How to Fetch CNN Breaking Tweets and Make Simple Statistics Automated with Python

What will we cover

  • We will use the tweepy library
  • Read the newest tweets from CNN Breaking
  • Make simple word statistics on the news tweets
  • See if we can learn anything from it

Preliminaries

The Code that does the magic

import tweepy

# personal details insert your key, secret, token and token_secret here
consumer_key = ""
consumer_secret = ""
access_token = ""
access_token_secret = ""

# authentication of consumer key and secret
auth = tweepy.OAuthHandler(consumer_key, consumer_secret)

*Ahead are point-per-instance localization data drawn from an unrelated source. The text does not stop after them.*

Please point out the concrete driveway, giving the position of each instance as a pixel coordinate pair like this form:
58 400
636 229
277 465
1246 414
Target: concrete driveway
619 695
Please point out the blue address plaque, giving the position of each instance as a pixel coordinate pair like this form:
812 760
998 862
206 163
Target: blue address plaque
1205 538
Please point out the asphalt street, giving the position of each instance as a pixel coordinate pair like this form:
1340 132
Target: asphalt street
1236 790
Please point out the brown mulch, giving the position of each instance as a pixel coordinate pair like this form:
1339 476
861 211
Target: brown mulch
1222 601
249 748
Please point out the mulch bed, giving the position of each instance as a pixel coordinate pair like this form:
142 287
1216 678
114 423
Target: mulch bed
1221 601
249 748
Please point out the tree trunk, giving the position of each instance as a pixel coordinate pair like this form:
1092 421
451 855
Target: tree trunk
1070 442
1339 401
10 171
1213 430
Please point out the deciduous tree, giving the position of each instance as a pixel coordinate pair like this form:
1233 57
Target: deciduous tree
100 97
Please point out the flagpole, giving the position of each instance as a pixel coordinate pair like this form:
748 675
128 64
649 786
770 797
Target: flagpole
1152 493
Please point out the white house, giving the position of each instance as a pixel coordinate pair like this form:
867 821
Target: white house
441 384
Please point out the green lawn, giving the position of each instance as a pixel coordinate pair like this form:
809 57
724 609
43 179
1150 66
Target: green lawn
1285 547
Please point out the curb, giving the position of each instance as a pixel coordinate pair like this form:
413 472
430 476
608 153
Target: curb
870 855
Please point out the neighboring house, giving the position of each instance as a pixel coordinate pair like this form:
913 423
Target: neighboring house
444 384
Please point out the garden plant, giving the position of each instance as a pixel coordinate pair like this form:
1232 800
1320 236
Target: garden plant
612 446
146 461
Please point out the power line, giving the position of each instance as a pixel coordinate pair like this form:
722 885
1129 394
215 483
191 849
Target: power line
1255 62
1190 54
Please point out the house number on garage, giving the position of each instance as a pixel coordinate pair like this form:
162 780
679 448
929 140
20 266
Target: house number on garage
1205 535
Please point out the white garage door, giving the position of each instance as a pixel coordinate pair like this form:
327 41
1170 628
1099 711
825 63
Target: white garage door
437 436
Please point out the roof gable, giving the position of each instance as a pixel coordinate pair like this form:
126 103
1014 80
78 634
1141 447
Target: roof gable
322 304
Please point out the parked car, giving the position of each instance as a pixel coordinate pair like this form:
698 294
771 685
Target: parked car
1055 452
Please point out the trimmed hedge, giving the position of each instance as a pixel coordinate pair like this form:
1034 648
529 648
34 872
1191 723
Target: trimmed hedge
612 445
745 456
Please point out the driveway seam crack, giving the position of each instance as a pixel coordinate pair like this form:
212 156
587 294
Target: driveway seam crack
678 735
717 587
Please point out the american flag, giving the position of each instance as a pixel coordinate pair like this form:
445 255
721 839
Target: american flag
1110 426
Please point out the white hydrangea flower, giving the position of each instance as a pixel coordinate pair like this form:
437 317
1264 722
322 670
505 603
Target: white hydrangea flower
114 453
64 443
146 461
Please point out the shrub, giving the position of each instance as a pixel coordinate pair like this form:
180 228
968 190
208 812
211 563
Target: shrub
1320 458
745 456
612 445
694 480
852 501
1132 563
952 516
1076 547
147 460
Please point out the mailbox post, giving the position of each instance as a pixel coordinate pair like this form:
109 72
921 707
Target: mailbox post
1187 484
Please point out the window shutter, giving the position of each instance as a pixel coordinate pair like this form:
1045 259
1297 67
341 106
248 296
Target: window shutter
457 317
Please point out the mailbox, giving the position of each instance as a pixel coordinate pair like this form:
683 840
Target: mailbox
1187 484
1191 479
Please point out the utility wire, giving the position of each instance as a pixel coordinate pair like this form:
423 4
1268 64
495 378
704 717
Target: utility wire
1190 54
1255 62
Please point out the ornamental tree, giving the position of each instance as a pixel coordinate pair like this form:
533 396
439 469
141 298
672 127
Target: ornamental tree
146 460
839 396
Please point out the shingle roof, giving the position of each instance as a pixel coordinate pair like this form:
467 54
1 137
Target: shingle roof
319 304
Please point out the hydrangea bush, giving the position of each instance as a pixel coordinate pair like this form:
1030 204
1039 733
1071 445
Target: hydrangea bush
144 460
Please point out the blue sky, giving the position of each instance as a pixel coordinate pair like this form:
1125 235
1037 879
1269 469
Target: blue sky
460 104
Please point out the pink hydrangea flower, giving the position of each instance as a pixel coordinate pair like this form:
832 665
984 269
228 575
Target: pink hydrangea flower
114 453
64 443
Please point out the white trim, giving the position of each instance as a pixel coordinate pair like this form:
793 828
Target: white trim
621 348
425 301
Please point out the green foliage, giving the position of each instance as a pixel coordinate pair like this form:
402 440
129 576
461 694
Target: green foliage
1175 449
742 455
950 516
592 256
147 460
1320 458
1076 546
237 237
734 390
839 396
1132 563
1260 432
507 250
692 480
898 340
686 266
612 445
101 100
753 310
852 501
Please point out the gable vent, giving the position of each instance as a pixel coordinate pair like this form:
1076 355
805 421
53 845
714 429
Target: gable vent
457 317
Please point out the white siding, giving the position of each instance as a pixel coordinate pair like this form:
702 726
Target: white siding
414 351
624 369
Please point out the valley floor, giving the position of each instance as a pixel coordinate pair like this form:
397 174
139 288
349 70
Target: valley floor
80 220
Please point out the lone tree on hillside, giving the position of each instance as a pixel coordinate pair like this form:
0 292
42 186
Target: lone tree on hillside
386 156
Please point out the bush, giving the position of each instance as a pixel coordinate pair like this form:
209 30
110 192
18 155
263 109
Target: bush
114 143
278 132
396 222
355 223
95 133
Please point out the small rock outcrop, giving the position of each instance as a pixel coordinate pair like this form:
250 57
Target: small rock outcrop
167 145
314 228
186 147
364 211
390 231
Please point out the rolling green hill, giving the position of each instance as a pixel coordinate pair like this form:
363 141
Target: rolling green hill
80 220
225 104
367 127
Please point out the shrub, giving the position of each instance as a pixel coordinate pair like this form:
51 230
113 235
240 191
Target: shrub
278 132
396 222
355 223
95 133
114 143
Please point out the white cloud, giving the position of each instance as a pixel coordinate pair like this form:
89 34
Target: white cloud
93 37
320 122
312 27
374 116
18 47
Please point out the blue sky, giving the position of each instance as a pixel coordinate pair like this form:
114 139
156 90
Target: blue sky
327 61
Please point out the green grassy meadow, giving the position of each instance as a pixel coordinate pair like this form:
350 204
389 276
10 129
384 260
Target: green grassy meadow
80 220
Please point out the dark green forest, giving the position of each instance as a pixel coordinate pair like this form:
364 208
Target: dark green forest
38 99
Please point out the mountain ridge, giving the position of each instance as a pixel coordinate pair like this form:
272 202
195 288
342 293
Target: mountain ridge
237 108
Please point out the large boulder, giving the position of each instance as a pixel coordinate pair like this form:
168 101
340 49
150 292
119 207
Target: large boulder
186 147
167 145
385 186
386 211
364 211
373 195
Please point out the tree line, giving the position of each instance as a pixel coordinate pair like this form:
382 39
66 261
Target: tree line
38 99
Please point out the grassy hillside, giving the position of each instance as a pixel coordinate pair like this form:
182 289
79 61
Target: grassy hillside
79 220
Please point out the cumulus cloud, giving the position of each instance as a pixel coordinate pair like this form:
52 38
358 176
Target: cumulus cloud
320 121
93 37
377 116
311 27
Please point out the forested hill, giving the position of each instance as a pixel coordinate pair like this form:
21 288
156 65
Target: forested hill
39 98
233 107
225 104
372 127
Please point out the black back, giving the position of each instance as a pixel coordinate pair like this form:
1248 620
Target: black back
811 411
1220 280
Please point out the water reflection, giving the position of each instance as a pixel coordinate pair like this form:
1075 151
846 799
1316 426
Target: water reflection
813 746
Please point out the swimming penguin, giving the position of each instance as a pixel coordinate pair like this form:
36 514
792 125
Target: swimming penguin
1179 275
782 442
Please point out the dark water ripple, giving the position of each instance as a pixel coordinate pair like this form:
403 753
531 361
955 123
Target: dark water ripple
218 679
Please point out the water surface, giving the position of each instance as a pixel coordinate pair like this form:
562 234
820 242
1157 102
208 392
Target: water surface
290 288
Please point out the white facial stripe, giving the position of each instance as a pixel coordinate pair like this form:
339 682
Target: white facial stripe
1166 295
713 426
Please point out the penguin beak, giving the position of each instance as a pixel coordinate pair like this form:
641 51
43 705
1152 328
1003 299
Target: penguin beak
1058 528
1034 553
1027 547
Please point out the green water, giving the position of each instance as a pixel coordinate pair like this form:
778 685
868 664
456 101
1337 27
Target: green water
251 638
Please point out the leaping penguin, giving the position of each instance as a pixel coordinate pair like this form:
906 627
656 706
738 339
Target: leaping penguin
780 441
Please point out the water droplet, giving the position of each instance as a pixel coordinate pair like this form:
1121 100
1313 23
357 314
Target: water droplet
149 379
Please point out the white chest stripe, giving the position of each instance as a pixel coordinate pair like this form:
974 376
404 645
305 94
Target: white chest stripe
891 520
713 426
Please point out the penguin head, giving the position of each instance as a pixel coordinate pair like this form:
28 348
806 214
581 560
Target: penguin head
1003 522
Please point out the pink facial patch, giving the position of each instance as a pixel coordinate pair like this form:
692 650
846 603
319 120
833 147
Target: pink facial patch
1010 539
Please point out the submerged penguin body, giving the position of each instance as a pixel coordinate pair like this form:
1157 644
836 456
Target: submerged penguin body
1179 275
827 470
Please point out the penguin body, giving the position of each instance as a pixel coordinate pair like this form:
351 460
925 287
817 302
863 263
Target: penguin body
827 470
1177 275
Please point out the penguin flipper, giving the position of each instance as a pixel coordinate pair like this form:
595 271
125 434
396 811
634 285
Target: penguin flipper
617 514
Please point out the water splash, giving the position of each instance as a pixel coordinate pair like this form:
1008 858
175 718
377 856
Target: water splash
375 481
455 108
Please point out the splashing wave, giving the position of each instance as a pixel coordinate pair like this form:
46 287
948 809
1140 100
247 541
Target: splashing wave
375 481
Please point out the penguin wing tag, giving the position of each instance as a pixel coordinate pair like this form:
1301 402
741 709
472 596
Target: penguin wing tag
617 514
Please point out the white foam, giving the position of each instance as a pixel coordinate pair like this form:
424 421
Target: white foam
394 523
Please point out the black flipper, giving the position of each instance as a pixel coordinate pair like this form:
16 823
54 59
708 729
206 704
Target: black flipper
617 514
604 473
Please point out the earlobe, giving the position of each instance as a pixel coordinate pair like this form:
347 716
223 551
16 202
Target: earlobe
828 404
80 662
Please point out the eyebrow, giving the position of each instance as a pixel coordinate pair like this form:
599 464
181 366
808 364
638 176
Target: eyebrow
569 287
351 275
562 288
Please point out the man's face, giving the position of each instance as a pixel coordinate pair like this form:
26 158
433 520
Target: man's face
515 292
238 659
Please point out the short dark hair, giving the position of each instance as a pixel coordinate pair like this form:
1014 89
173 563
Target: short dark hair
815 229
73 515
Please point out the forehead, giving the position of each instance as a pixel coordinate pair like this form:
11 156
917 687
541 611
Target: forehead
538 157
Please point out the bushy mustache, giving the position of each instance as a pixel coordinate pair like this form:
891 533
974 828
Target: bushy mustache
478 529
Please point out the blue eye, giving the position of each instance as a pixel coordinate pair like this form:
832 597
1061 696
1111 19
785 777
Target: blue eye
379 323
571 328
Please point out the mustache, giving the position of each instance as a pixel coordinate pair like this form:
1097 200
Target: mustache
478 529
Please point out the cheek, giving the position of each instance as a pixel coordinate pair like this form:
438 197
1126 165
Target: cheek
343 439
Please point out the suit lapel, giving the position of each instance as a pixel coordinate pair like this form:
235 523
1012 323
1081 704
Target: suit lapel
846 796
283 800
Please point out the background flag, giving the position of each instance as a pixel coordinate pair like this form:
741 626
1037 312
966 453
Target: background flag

# authentication of access token and secret
auth.set_access_token(access_token, access_token_secret)
api = tweepy.API(auth)

# Creation of the actual interface, using authentication
api = tweepy.API(auth)

# Use a dictionary to count the appearances of words
stat = {}

# Read the tweets from @cnnbrk and make the statistics
for status in tweepy.Cursor(api.user_timeline, screen_name='@cnnbrk', tweet_mode="extended").items():
    for word in status.full_text.split():
        if word in stat:
            stat[word] += 1
        else:
            stat[word] = 1

# Let's just print the top 10
top = 10

# Let us sort them on the value in reverse order to get the highest first
for word in sorted(stat, key=stat.get, reverse=True):
    # leave out all the small words
    if len(word) > 6:
        print(word, stat[word])
        top -= 1
        if top < 0:
            break

The result of the above (done May 30th, 2020)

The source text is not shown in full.